Republican Grandstanders Have Committed Themselves to Defeat
The plan to defund Obamacare didn't defund Obamacare. And it's not going to.
This afternoon, the Senate is voting to close debate on a continuing resolution that cuts funding for the health law. After that, Senate Majority Leader Harry Reid (D-Nv.) will strike language cutting funding for the law. And then the bill will go back to the House, with Obamacare funding intact.
What the House will do then is still unclear, but there's essentially no chance that anything it does, including shutting down the government, results in the health law losing its funding.
This is not surprising. Indeed, it was inevitable. But it's still worth dwelling on for a moment, because the episode reveals a lot about the disarray, dysfunction, and legislative blundering of today's Republican party.
All summer long, a group of Republicans, led by Sen. Ted Cruz (R-Tx.), insisted that Republicans had to make a stand against the law by refusing to pass any government funding measure that included funding for Obamacare.
There was never any real chance of this working. The Senate, controlled by Democrats, wasn't going to pass a continuing resolution without funding for the health law. And even if they did, President Obama wasn't going to sign it.
Sen. Cruz never denied this. "If ordinary Washington rules apply, we can't win this fight," he said in July. The votes that would be necessary just weren't there. But he insisted that if Republicans fought on, they could bend political reality. "We are unlikely to get the votes in closed-door meetings in Washington," Cruz said. "The only way that we win this fight is if the American people rise up."
This week, Cruz rose up. He spoke for 21 hours—the fourth longest filibuster-like Senate speech on record. It was an impressive physical feat. And when Cruz engaged questions from Sen. Dick Durbin (D-Il.), an Obamacare supporter, it created a space for some of the most interesting congressional floor debate about the health care law since the law was passed.
But there was an odd sort of irony to the way the speech attacked other Republicans for casting symbolic votes against the law, and for, well, giving fiery speeches against the law that inevitably left it in place. And there was more than a bit of disconnect between Cruz's repeated exhortations to "make D.C. listen" and the fact that they came in the midst of a 21-hour talkathon.
Cruz wasn't listening. He was talking. And to a great extent, that's what this whole shutdown saga has been about—not defunding the law, but talking about defunding the law.
Former Republican Sen. Jim DeMint, now the president of the Heritage Foundation, which has been a key Cruz ally, said as much last month during a tour to stoke support for the defunding push. Sure, Harry Reid might not go along, he admitted. But "if the House passed [a defunding bill] and sent it to the Senate, it would give Republicans something to talk about that needs to be done."
What Republicans have right now is a lot of talk. What they don't have is a workable legislative strategy. Not on Obamacare. Not on the debt.
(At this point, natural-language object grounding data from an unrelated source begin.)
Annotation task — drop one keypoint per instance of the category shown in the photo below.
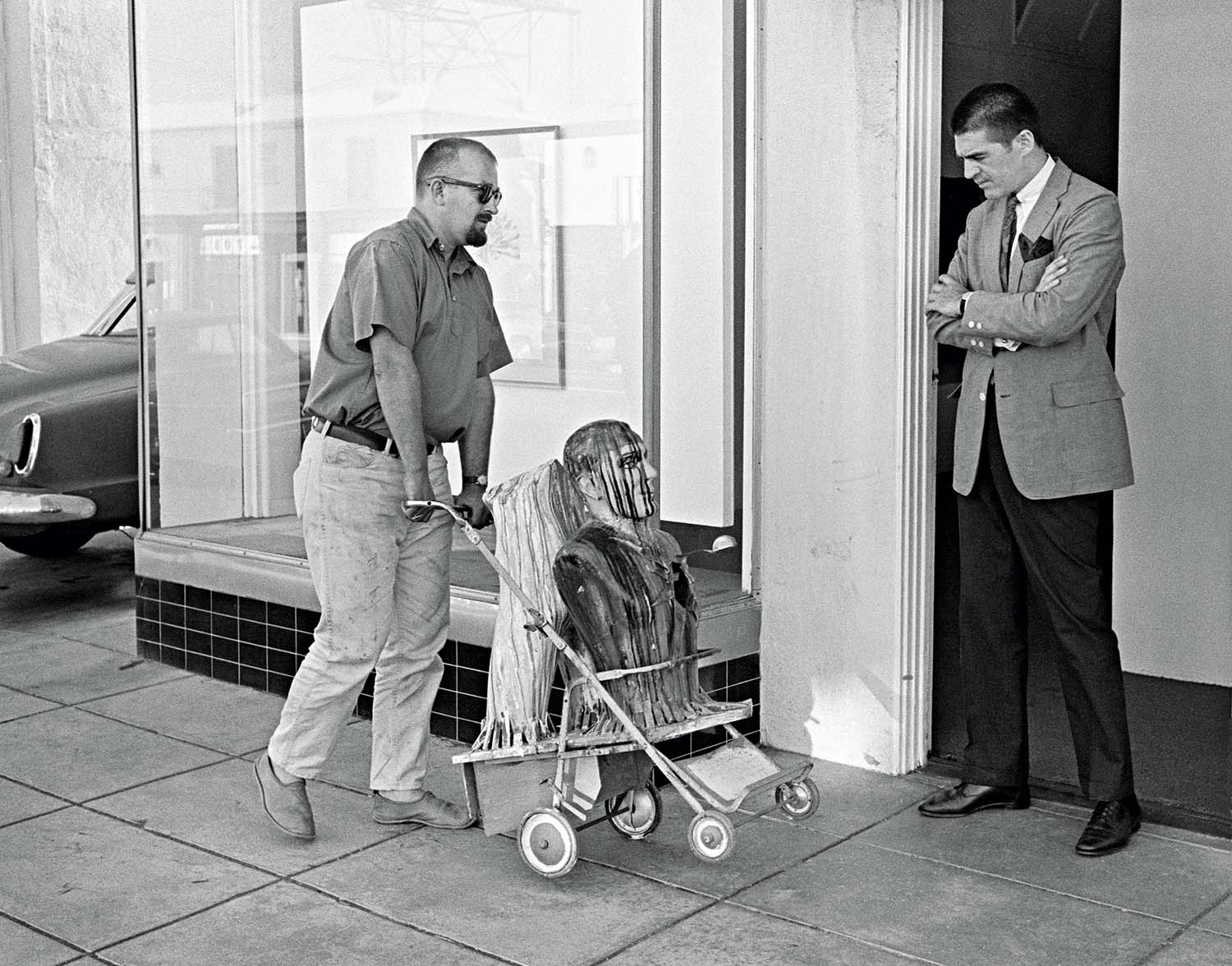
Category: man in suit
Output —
(1040, 434)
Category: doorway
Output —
(1066, 56)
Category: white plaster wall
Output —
(83, 158)
(830, 655)
(1172, 572)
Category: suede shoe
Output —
(286, 803)
(1110, 827)
(426, 811)
(965, 798)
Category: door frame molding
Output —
(919, 136)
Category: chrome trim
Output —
(36, 431)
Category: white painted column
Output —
(847, 140)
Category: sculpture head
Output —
(608, 463)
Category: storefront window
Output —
(274, 135)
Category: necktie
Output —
(1009, 228)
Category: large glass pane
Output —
(556, 91)
(274, 135)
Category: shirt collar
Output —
(1030, 192)
(429, 238)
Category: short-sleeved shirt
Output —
(397, 278)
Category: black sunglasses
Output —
(487, 192)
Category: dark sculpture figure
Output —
(626, 586)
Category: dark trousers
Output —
(1010, 546)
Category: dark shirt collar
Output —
(423, 231)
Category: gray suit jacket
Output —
(1059, 403)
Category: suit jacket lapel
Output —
(1045, 207)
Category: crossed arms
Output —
(1062, 301)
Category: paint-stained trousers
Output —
(384, 586)
(1009, 546)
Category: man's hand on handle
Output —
(418, 487)
(470, 503)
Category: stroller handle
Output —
(460, 514)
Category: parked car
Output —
(68, 435)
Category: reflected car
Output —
(68, 435)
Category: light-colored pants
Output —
(384, 586)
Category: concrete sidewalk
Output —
(131, 830)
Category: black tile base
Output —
(260, 645)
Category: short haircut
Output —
(1000, 108)
(443, 155)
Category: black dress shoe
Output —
(1110, 827)
(965, 798)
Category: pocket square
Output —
(1041, 248)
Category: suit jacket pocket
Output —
(1091, 389)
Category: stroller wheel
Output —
(636, 813)
(711, 835)
(549, 843)
(798, 798)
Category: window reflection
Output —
(288, 130)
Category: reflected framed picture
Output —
(522, 255)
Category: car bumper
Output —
(26, 508)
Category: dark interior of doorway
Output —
(1180, 731)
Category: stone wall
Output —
(71, 214)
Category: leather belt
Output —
(361, 436)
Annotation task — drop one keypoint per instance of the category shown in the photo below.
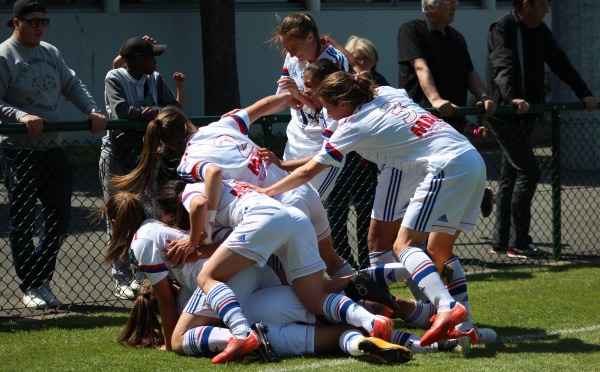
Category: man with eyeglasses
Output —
(33, 76)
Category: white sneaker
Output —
(49, 297)
(124, 291)
(33, 299)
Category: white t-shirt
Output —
(149, 247)
(235, 200)
(225, 143)
(393, 130)
(305, 130)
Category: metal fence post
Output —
(556, 184)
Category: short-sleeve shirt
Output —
(393, 130)
(149, 247)
(304, 132)
(447, 57)
(225, 143)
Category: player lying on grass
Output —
(386, 127)
(149, 246)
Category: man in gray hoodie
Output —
(33, 76)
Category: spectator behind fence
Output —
(33, 76)
(358, 180)
(133, 92)
(435, 67)
(519, 44)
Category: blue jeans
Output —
(29, 175)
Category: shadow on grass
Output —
(529, 273)
(86, 318)
(532, 340)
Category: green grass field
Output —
(547, 319)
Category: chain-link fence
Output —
(565, 208)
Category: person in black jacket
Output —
(519, 44)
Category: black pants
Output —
(520, 174)
(356, 184)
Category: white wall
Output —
(89, 42)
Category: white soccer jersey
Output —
(149, 247)
(225, 143)
(393, 130)
(305, 130)
(235, 200)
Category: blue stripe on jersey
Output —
(241, 124)
(379, 274)
(429, 202)
(331, 174)
(152, 269)
(335, 154)
(392, 195)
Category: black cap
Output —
(22, 7)
(136, 46)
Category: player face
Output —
(304, 49)
(167, 218)
(28, 34)
(443, 14)
(362, 60)
(311, 84)
(533, 13)
(339, 111)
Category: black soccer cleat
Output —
(384, 351)
(266, 350)
(361, 287)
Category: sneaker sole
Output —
(384, 351)
(266, 350)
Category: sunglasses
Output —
(34, 22)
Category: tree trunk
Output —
(221, 89)
(575, 27)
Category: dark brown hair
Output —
(168, 129)
(143, 328)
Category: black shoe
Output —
(487, 202)
(529, 251)
(498, 249)
(384, 351)
(447, 345)
(361, 287)
(266, 350)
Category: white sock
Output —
(349, 342)
(412, 342)
(380, 258)
(344, 270)
(426, 276)
(223, 301)
(343, 310)
(421, 315)
(205, 339)
(457, 287)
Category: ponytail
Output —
(143, 328)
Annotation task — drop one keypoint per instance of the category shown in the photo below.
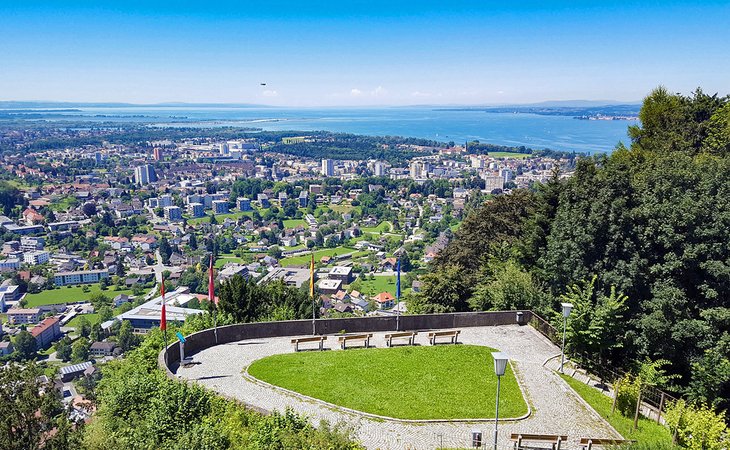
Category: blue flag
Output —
(397, 282)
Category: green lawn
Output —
(92, 318)
(382, 227)
(293, 223)
(648, 433)
(225, 259)
(304, 259)
(378, 285)
(70, 294)
(442, 382)
(509, 155)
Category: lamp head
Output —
(500, 363)
(567, 307)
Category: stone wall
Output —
(232, 333)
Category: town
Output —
(89, 231)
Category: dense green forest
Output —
(638, 239)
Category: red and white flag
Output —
(211, 283)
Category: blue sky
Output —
(358, 53)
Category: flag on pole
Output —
(211, 283)
(311, 277)
(163, 317)
(397, 282)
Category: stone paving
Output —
(555, 408)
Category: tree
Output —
(31, 409)
(126, 338)
(63, 349)
(595, 326)
(83, 327)
(25, 345)
(80, 350)
(89, 209)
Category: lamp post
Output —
(566, 312)
(500, 365)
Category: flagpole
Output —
(311, 294)
(397, 299)
(163, 317)
(211, 297)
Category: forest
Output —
(637, 240)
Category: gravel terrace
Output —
(555, 408)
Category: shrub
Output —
(697, 427)
(627, 393)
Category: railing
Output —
(654, 398)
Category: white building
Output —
(144, 175)
(173, 213)
(36, 257)
(328, 167)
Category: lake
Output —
(530, 130)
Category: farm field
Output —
(442, 382)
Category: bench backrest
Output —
(601, 441)
(538, 437)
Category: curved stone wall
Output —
(233, 333)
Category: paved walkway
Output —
(556, 409)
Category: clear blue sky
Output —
(360, 52)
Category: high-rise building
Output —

Not on tax reform, the unsustainable entitlement state, or on any of the big domestic policy issues that Republicans say they care about, or that actually confront the nation today.
Part of coming up with a plausible strategy is going to be recognizing that right now, the GOP is the minority party in Congress, and that there are limits to what it can meaningfully accomplish until that changes.
Part of the trick will be to work effectively within those limits, exploiting clear opposition weak points and pushing for narrow victories that stand some change of being accomplished. Another part will be to build a clear and compelling long-term case for better alternatives.
(Recent reports suggesting that the GOP may opt to attempt to kill the health law's medical device tax, which is unpopular with some Democrats, and address the way Obamacare treats health benefits for members of Congress seem to better fit the bill. But wouldn't these concessions have been easier to extract if they were not chaotically tacked on at the last minute?)
But what Cruz and many of his allies in the defunding fight have done is just the opposite. They have gone big—on rhetoric, on theatrics, on policy requests. And they have stoked demand for grand showdowns amongst many of their supporters, making it harder for those who might prefer more targeted battles to proceed. They're getting the showdowns. But they're not getting much else.
Right now the GOP has no strategic or tactical savvy. Instead, the party has a surfeit of bluster.
The appeal of such aggressive tactics is perhaps understandable given the Obama administration's deeply frustrating policy choices. But they would be far more appealing if they offered any chance of victory. What the failed defunding fight makes clear is that there's little if any substantive advantage in this approach.
Republicans have said over and over that they are determined to fight Obamacare, and reduce the debt, and hold down government spending. But by opting for meaningless talk and poorly chosen, poorly planned showdowns, they have actually committed themselves to losing.